ブラジルが飛び抜け、その後のグループ2位をかけた戦い。2位が有力視されているロシアへの挑戦権を得るのは日本か、キューバか。両国にとって負けられない試合だった。

2日前のW杯初勝利はもはや過去の快挙。日本は完全に気持ちを切り替えていた。先発はGK川原永光(浦安)、FP小宮山友祐(浦安)、藤井健太(浦安)、稲葉洸太郎(浦安)、稲田祐介(浦安)。浦安のメンバーが日本を代表して戦う姿勢を見せた。キックオフ直後に稲田が相手につっかけゴールを襲えば、ブラジル戦退場の汚名返上を狙う稲葉も果敢にシュートを放つ。

対するキューバは自陣まできっちり引いてゲームを組み立ててきた。攻める日本、守るキューバ。その構図は前半10分まで続くが、日本はシュートを放ちこそすれ、キューバ守備陣の前に沈黙。10分過ぎにキューバがタイムアウト。ここからキューバは時間帯か、はたまたセットか、機を見てハイプレスをかけるように。少し流れが変わるかに見えた矢先、キューバが先制点を挙げる。

15分、キューバ陣内で日本のパスが流れ、それをロドリゲスがクリア…かに見えたキックは、実は前に出ていた日本のGK川原の背後を狙ったシュート。川原は下がりながらボールを手に当てるも弾いてしまいそのままゴールイン。まさかのキューバ先制となり、日本に重圧をかける。

スコアは動かず後半へ。流れは日本、リードはキューバという嫌な状況。後半開始直後から、無謀とも思える強引なシュートを日本は連発する。
しかし「無謀」というのは“これまでは…”という話だった。ショートパスを相手ゴール前までつなぎ、GKをも崩して美しく得点するシーンを見慣れている者には無謀に見えたが、この日の日本はどこか違った。

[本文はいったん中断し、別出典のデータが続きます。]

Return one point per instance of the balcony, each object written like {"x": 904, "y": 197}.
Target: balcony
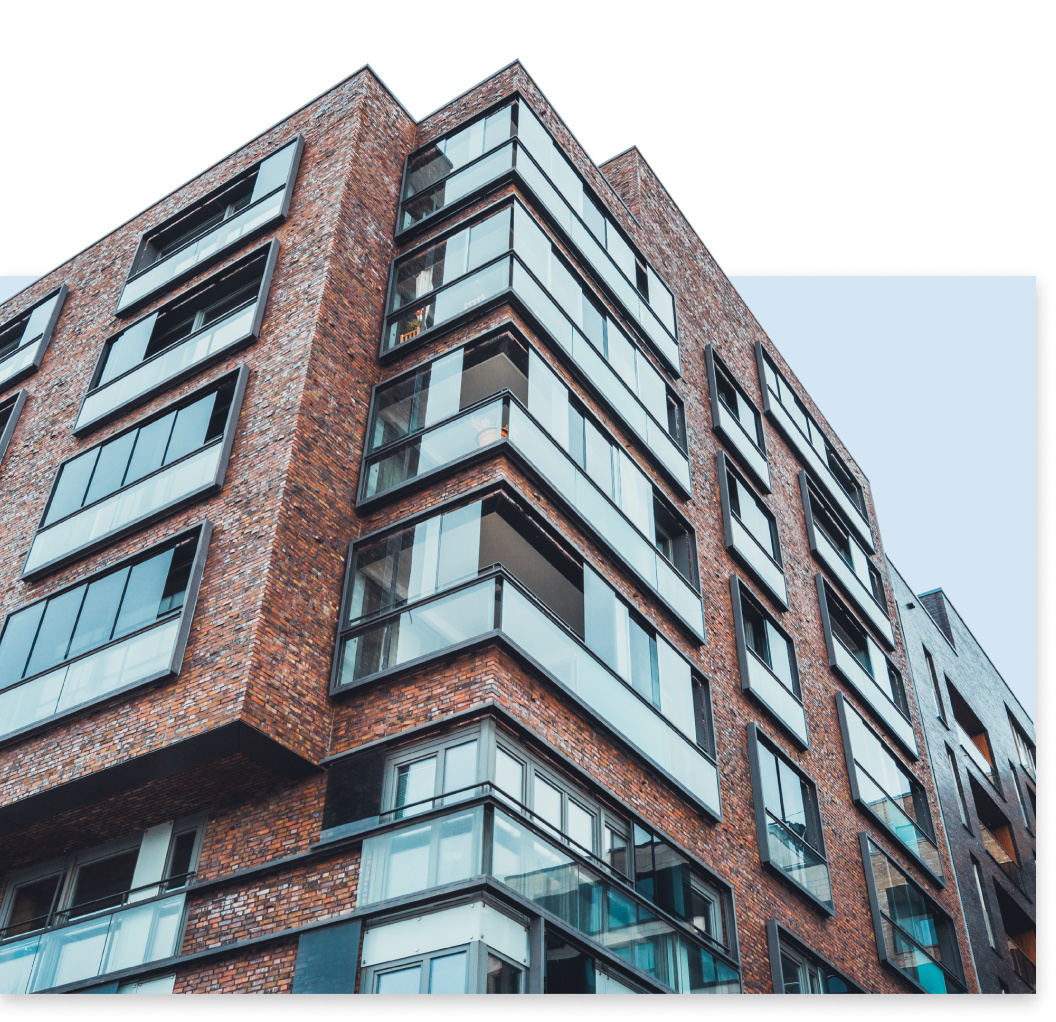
{"x": 543, "y": 170}
{"x": 505, "y": 423}
{"x": 809, "y": 445}
{"x": 500, "y": 607}
{"x": 602, "y": 353}
{"x": 565, "y": 881}
{"x": 268, "y": 203}
{"x": 80, "y": 950}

後半3分、ここまで2戦連続ゴール中のシンデレラボーイ小曽戸允哉(大分)が強引なドリブルで2人をかわしシュート。飛び出したGKは触れられず同点!!さらに2分後「1試合目で退場になって悔しかった迷惑をかけたぶん頑張らなきゃと思っていた」稲葉も相手をかわした後、絶妙なループシュートで逆転!!
1対1のシーンで仕掛けることが希少なはずだった日本には見慣れない、「強引な仕掛け」でゴールを手繰り寄せた。これまでになかった力強さ、愚直さを日本が新たに修得した瞬間だった。

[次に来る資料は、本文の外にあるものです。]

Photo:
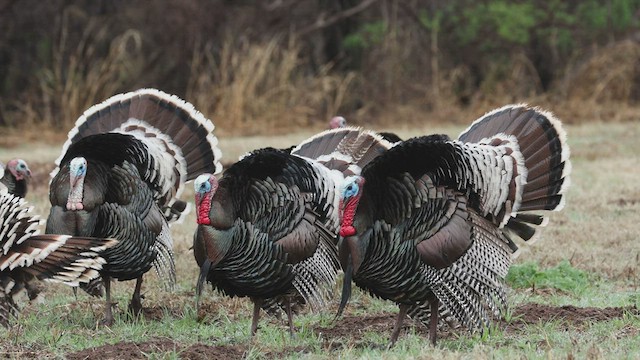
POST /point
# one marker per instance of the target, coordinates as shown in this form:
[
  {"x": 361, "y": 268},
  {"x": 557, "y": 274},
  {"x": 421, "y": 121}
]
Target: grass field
[{"x": 574, "y": 292}]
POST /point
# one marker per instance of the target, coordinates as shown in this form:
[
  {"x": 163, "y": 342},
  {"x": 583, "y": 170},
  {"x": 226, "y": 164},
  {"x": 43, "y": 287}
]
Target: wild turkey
[
  {"x": 17, "y": 178},
  {"x": 268, "y": 229},
  {"x": 340, "y": 122},
  {"x": 436, "y": 220},
  {"x": 120, "y": 173},
  {"x": 26, "y": 256}
]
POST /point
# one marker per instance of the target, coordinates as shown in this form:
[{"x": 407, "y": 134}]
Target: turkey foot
[
  {"x": 108, "y": 305},
  {"x": 135, "y": 306}
]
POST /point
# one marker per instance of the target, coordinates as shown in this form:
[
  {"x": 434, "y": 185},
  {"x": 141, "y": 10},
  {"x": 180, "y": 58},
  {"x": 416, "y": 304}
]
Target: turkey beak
[{"x": 24, "y": 174}]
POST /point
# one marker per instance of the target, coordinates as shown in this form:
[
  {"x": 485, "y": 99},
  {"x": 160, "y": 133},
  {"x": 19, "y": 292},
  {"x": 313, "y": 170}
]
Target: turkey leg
[
  {"x": 135, "y": 306},
  {"x": 433, "y": 321},
  {"x": 108, "y": 313},
  {"x": 257, "y": 303},
  {"x": 396, "y": 330}
]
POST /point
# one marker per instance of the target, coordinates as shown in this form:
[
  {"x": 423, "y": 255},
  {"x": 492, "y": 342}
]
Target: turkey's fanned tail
[{"x": 542, "y": 143}]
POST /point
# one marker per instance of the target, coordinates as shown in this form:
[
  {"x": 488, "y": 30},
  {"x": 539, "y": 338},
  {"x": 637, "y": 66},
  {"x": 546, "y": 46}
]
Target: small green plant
[{"x": 563, "y": 277}]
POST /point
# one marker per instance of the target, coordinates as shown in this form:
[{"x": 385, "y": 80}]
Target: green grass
[{"x": 587, "y": 257}]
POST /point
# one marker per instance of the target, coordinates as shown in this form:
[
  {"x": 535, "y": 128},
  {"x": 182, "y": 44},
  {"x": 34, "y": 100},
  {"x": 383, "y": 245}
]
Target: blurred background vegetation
[{"x": 259, "y": 66}]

稲葉はこの後13分にも4点目を決め、キューバを自滅に追い込む活躍。
11分の3点目も貴重だった。一気に逆転されて焦りが見え始めたキューバは10分、マルティネスがこの日2枚目のイエローカードで退場。相手が一人少ない時間帯に稲田のシュートのこぼれ球を金山友紀(町田)が押し込み2点差としたシーン。同点を狙う相手の焦りに付け込み、きっちりゴールできるのもこれまで中々できずに苦しんだ日本が新たに獲得した強さと言える。
これでキューバは平常心を失い、残り4分からのパワープレーでも効果的な攻めができず。きっちりブロックを形成した日本守備の壁にシュートを当てては跳ね返された。

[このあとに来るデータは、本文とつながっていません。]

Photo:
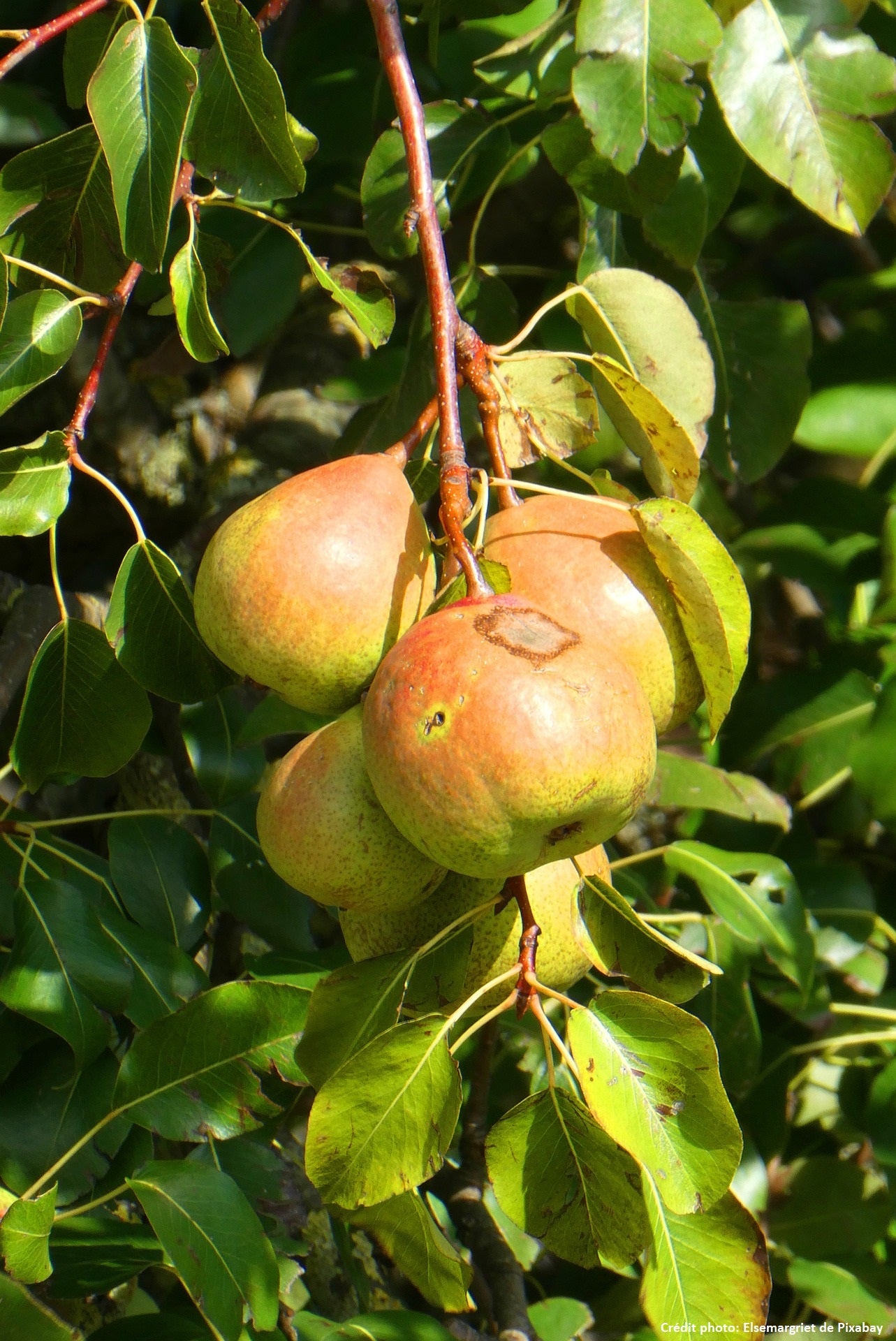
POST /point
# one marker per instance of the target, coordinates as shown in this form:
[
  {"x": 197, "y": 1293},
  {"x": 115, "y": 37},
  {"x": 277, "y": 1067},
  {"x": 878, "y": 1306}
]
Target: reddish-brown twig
[
  {"x": 87, "y": 396},
  {"x": 443, "y": 309},
  {"x": 270, "y": 13},
  {"x": 473, "y": 360},
  {"x": 35, "y": 38},
  {"x": 515, "y": 888}
]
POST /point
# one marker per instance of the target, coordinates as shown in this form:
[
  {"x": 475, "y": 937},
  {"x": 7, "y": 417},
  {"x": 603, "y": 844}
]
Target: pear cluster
[{"x": 497, "y": 737}]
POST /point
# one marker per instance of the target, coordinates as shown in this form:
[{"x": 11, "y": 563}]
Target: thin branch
[
  {"x": 34, "y": 38},
  {"x": 443, "y": 309},
  {"x": 473, "y": 357}
]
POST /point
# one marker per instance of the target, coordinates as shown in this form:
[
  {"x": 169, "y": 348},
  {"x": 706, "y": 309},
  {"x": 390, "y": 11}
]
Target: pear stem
[
  {"x": 515, "y": 888},
  {"x": 423, "y": 219}
]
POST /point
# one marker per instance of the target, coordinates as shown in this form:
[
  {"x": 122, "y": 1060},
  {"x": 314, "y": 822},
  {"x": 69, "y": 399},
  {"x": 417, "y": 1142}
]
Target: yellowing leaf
[
  {"x": 667, "y": 453},
  {"x": 709, "y": 592}
]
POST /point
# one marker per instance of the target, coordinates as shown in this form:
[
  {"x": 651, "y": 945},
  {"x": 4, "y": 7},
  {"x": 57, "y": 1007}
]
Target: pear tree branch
[{"x": 443, "y": 309}]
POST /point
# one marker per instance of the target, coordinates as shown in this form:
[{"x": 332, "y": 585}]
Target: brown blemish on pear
[
  {"x": 585, "y": 564},
  {"x": 307, "y": 587}
]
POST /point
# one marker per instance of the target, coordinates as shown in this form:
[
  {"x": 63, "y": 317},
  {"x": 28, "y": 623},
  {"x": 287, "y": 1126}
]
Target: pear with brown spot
[
  {"x": 325, "y": 833},
  {"x": 307, "y": 587},
  {"x": 498, "y": 739},
  {"x": 585, "y": 564},
  {"x": 553, "y": 893}
]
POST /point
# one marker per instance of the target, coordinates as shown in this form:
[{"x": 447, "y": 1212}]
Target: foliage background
[{"x": 786, "y": 880}]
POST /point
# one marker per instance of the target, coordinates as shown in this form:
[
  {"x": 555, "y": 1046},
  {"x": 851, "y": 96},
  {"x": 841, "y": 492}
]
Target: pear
[
  {"x": 585, "y": 564},
  {"x": 325, "y": 833},
  {"x": 307, "y": 587},
  {"x": 498, "y": 739},
  {"x": 495, "y": 946}
]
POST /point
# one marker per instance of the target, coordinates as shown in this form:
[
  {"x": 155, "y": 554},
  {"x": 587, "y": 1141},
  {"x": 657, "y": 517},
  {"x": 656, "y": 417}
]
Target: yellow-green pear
[
  {"x": 325, "y": 833},
  {"x": 553, "y": 891},
  {"x": 585, "y": 564},
  {"x": 307, "y": 587}
]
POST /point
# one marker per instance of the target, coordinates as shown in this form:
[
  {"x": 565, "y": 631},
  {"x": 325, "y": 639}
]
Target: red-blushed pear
[
  {"x": 585, "y": 564},
  {"x": 325, "y": 833},
  {"x": 307, "y": 587},
  {"x": 495, "y": 947},
  {"x": 498, "y": 739}
]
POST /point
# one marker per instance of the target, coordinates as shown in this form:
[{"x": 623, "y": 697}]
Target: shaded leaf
[
  {"x": 668, "y": 456},
  {"x": 39, "y": 335},
  {"x": 691, "y": 784},
  {"x": 259, "y": 159},
  {"x": 153, "y": 633},
  {"x": 545, "y": 408},
  {"x": 138, "y": 100},
  {"x": 647, "y": 328},
  {"x": 649, "y": 1076},
  {"x": 82, "y": 714},
  {"x": 161, "y": 873},
  {"x": 635, "y": 80},
  {"x": 57, "y": 210},
  {"x": 558, "y": 1176},
  {"x": 191, "y": 1072},
  {"x": 797, "y": 90},
  {"x": 215, "y": 1240},
  {"x": 706, "y": 1270},
  {"x": 768, "y": 911},
  {"x": 405, "y": 1229},
  {"x": 383, "y": 1123},
  {"x": 619, "y": 943},
  {"x": 24, "y": 1237},
  {"x": 34, "y": 486},
  {"x": 709, "y": 593}
]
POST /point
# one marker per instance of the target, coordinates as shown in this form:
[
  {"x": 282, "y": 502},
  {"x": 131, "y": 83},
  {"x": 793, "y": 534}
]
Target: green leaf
[
  {"x": 46, "y": 1106},
  {"x": 693, "y": 785},
  {"x": 797, "y": 90},
  {"x": 667, "y": 453},
  {"x": 215, "y": 1242},
  {"x": 383, "y": 1123},
  {"x": 153, "y": 633},
  {"x": 211, "y": 730},
  {"x": 57, "y": 210},
  {"x": 161, "y": 873},
  {"x": 709, "y": 592},
  {"x": 706, "y": 1270},
  {"x": 830, "y": 1208},
  {"x": 34, "y": 486},
  {"x": 633, "y": 82},
  {"x": 258, "y": 159},
  {"x": 647, "y": 328},
  {"x": 91, "y": 1254},
  {"x": 39, "y": 335},
  {"x": 619, "y": 943},
  {"x": 29, "y": 1320},
  {"x": 138, "y": 100},
  {"x": 189, "y": 291},
  {"x": 361, "y": 293},
  {"x": 404, "y": 1227},
  {"x": 191, "y": 1072},
  {"x": 24, "y": 1238},
  {"x": 761, "y": 352},
  {"x": 57, "y": 967},
  {"x": 651, "y": 1078},
  {"x": 545, "y": 408},
  {"x": 768, "y": 912},
  {"x": 835, "y": 1291},
  {"x": 561, "y": 1179},
  {"x": 348, "y": 1009},
  {"x": 86, "y": 43},
  {"x": 851, "y": 420},
  {"x": 82, "y": 714}
]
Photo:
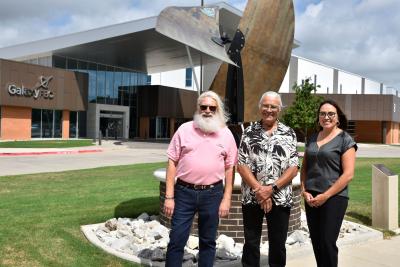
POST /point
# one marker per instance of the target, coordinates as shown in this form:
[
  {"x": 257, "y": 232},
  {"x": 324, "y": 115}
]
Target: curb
[{"x": 64, "y": 152}]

「流れは悪くない、続けて焦らず、自分たちのプレーをしていこう」。ハーフタイム、選手たちはそう言いあっていたとは稲葉の弁。
自分たちのやっていることが間違いないと、当事者たちが言い切れるのはそんなに簡単なことではない。切り替えていたとはいえ、2日前の初勝利の自信は心の奥に植え込まれていたのか。そしてこの日、いい意味で「らしくない」ゴールで勝利をもぎとった日本。チームのテンションは右肩上がり。その勢いのまま、グループリーグ最終戦で強豪ロシアにぶつかり、大目標である2次リーグ進出を目指す。